Water intoxication can occur in a variety of different clinical settings but is generally not well recognized in the medical literature. The condition may go unrecognized in the early stages when the patient may have symptoms of confusion, disorientation, nausea, and vomiting, but also changes in mental state and psychotic symptoms. Early detection is crucial to prevent severe hyponatraemia, which can lead to seizures, coma, and death.

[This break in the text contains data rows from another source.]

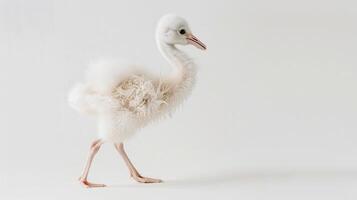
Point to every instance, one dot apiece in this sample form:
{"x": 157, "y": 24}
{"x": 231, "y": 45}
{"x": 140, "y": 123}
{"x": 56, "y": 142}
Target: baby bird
{"x": 125, "y": 98}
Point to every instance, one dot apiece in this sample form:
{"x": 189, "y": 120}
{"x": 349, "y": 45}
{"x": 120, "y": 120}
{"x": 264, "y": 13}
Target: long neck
{"x": 183, "y": 75}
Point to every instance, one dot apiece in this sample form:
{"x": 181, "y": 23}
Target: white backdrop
{"x": 273, "y": 113}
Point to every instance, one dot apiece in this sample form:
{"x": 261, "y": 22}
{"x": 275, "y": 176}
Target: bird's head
{"x": 173, "y": 30}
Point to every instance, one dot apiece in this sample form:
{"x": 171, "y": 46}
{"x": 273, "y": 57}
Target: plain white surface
{"x": 273, "y": 115}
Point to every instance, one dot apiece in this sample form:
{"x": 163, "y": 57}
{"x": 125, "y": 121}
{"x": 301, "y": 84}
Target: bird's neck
{"x": 183, "y": 73}
{"x": 182, "y": 65}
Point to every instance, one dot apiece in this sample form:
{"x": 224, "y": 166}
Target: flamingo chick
{"x": 125, "y": 98}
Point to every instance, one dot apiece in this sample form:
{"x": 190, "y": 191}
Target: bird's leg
{"x": 133, "y": 172}
{"x": 93, "y": 151}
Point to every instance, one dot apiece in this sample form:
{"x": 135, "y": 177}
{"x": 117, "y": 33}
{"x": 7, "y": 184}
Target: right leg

The patient reported here was a 64 year old woman with a known history of mitral valve disease but no other relevant past history. On the evening before her death, she began compulsively drinking water in vast quantities, estimated at between 30 and 40 glasses, and this was interspersed with episodes of vomiting. She became hysterical and also distressed, shouting that she had not drunk enough water. She declined medical attention but continued to drink water after she had gone to bed. She later fell asleep and died some time later.
A postmortem examination was carried out six hours later. The pituitary and adrenal glands were normal and there was no evidence of a bronchial tumour. There were bilateral pleural effusions of 200 ml on each side and the cut surfaces of the lungs (568 g and 441 g) exuded frothy pink fluid. The heart (461 g) showed evidence of mitral valve disease and left ventricular hypertrophy. Within the stomach there was 800 ml of watery fluid and the intra-abdominal organs were generally wet.

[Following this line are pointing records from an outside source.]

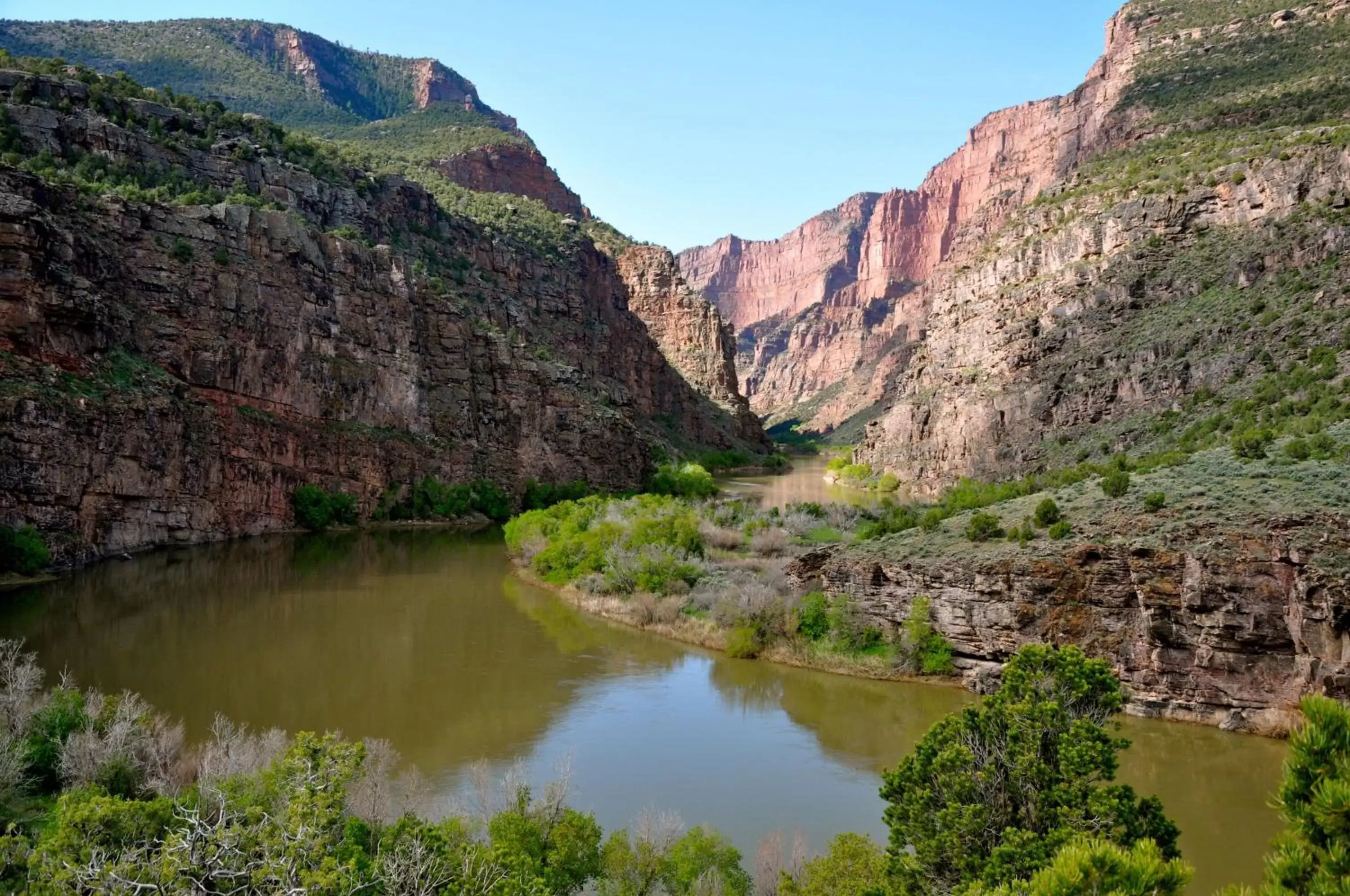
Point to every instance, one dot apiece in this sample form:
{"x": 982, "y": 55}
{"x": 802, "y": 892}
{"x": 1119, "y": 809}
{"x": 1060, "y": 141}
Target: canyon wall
{"x": 512, "y": 169}
{"x": 690, "y": 332}
{"x": 856, "y": 261}
{"x": 1230, "y": 633}
{"x": 1091, "y": 312}
{"x": 171, "y": 373}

Postmortem toxicology was negative. A sample of vitreous humour showed a sodium concentration of 92 mmol/litre (serum reference range, 132–144). Potassium, urea, and glucose were all within the serum reference ranges. Blood cortisol was raised, excluding an addisonian crisis.
The cause of death was given as hyponatraemia as a result of acute water intoxication.
Water intoxication provokes disturbances in electrolyte balance, resulting in a rapid decrease in serum sodium concentration and eventual death. The development of acute dilutional hyponatraemia causes neurological symptoms because of the movement of water into the brain cells, in response to the fall in extracellular osmolality. Symptoms can become apparent when the serum sodium falls below 120 mmol/litre, but are usually associated with concentrations below 110 mmol/litre. Severe symptoms occur with very low sodium concentrations of 90–105 mmol/litre. As the sodium concentration falls, the symptoms progress from confusion to drowsiness and eventually coma. However, the rate at which the sodium concentration falls is also an important factor, and the acute intake of large volumes of water over a short period of time, as occurred in this case, would have produced a rapid drop in serum sodium, which was fatal.